Parameter update

See also: Machine learning terms

In machine learning, a parameter update is the rule that adjusts a model's trainable parameters θ after a gradient of the loss has been computed. It is the final stage of every training iteration: the forward pass produces predictions, the loss is computed, backpropagation and automatic differentiation yield the gradient ∇L(θ), and the parameter update consumes that gradient to produce a new value of θ. Most modern training pipelines, including those used to train large language models, repeat this loop billions of times across thousands of GPUs.

The generic form of an update is:

θ_new = θ_old − update(g, state)

where g is the current gradient and state holds optional running statistics such as momentum buffers, second-moment estimates, or per-parameter learning rates. Different optimizers differ only in how they compute that update term.

the training loop

A single training step in a typical deep learning framework follows the same five operations:

Sample a mini-batch of training examples.
Run a forward pass to compute the model's predictions and the scalar loss L(θ).
Run a backward pass that uses automatic differentiation to fill the gradient ∇L(θ).
Call the optimizer's update routine, which applies the update rule to every parameter in place.
Reset the gradient buffers to zero for the next step.

In PyTorch the last three operations are loss.backward(), optimizer.step(), and optimizer.zero_grad(). In TensorFlow and Keras the equivalent call is optimizer.apply_gradients(zip(grads, vars)). JAX and Optax instead expose optimizers as pure functions that take the gradient and the previous state and return a new state and an update vector; the user then applies that vector with optax.apply_updates(params, updates).

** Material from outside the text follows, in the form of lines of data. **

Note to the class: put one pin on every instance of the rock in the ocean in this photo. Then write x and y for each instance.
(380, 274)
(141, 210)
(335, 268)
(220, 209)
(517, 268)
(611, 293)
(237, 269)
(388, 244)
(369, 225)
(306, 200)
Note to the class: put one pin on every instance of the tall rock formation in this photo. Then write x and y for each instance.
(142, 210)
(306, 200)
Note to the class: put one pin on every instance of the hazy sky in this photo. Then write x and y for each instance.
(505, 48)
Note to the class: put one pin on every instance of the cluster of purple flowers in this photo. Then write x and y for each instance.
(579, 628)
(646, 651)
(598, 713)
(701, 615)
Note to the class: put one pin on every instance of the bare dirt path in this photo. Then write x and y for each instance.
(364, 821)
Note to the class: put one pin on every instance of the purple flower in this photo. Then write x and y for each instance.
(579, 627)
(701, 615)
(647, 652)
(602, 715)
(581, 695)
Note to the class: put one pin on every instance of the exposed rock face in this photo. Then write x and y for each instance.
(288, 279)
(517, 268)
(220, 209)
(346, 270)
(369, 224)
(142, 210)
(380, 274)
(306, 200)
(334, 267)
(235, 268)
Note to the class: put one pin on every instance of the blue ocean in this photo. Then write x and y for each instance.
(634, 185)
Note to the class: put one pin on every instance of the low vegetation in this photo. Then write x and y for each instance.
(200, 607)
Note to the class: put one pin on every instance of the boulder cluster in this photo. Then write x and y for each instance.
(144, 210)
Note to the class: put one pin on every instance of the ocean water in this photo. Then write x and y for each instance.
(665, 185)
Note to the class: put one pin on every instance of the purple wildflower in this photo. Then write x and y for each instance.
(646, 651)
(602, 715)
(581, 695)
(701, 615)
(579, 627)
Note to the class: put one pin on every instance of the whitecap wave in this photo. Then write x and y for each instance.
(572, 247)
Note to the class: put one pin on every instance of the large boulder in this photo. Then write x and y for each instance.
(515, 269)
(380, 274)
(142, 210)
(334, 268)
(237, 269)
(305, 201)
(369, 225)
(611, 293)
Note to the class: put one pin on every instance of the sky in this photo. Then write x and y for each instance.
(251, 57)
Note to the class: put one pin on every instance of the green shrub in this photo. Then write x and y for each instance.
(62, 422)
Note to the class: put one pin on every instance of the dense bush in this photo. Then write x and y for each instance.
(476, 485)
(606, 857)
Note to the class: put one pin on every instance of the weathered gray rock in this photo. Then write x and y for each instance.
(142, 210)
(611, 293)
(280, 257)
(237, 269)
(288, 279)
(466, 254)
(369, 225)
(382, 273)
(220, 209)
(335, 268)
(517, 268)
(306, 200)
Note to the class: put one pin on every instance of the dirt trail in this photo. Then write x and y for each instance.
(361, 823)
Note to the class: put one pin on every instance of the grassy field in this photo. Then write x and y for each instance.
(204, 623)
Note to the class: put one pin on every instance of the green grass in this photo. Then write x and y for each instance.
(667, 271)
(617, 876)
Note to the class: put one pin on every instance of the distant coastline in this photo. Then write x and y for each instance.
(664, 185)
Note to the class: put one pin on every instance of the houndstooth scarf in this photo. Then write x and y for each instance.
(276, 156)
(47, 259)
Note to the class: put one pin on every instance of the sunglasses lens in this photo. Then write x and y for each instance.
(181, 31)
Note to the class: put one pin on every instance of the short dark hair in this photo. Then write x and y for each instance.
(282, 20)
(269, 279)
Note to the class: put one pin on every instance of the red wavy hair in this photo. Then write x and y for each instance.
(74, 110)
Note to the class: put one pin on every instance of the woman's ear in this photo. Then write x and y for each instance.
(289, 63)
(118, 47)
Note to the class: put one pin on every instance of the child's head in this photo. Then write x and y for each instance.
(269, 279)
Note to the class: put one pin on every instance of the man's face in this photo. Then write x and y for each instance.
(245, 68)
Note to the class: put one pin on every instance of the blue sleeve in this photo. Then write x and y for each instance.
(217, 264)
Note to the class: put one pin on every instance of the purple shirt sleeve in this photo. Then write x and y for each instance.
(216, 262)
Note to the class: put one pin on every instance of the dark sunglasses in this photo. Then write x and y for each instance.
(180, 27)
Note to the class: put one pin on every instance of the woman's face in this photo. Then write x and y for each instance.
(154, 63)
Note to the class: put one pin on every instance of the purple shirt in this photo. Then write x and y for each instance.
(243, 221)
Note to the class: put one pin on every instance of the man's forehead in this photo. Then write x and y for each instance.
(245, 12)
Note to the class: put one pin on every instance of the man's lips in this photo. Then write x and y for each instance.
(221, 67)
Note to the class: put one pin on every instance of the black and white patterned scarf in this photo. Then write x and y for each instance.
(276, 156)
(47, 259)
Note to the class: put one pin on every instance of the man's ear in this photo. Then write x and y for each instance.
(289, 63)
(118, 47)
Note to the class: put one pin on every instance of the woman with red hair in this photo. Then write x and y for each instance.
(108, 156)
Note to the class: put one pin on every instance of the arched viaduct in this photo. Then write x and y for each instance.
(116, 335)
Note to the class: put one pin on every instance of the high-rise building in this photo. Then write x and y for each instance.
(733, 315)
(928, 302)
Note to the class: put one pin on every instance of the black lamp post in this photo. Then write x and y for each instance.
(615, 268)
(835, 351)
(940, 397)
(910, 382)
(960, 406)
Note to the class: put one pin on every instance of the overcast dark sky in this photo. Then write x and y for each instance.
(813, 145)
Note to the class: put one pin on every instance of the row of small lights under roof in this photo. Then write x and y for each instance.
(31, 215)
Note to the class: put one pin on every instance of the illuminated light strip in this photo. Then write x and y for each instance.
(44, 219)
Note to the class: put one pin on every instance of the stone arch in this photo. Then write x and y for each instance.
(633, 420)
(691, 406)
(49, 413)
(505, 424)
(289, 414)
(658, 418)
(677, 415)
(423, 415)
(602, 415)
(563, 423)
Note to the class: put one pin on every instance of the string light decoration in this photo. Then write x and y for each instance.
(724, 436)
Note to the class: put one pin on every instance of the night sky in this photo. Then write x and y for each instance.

The distinction between computing the gradient and applying the update matters because both operations can be modified independently. Mixed-precision training, gradient accumulation, gradient clipping, and weight decay all live in this gap between the backward pass and the optimizer step.

vanilla stochastic gradient descent

The simplest update rule is plain gradient descent, which scales the gradient by a constant learning rate η and subtracts it from the current parameters:

θ ← θ − η ∇L(θ)

When the gradient is computed on a single example or a mini-batch instead of the full dataset, the same rule is called stochastic gradient descent or mini-batch SGD. Vanilla SGD has no internal state: the only thing the optimizer remembers between steps is the step size itself, which may be adjusted by a separate learning-rate schedule.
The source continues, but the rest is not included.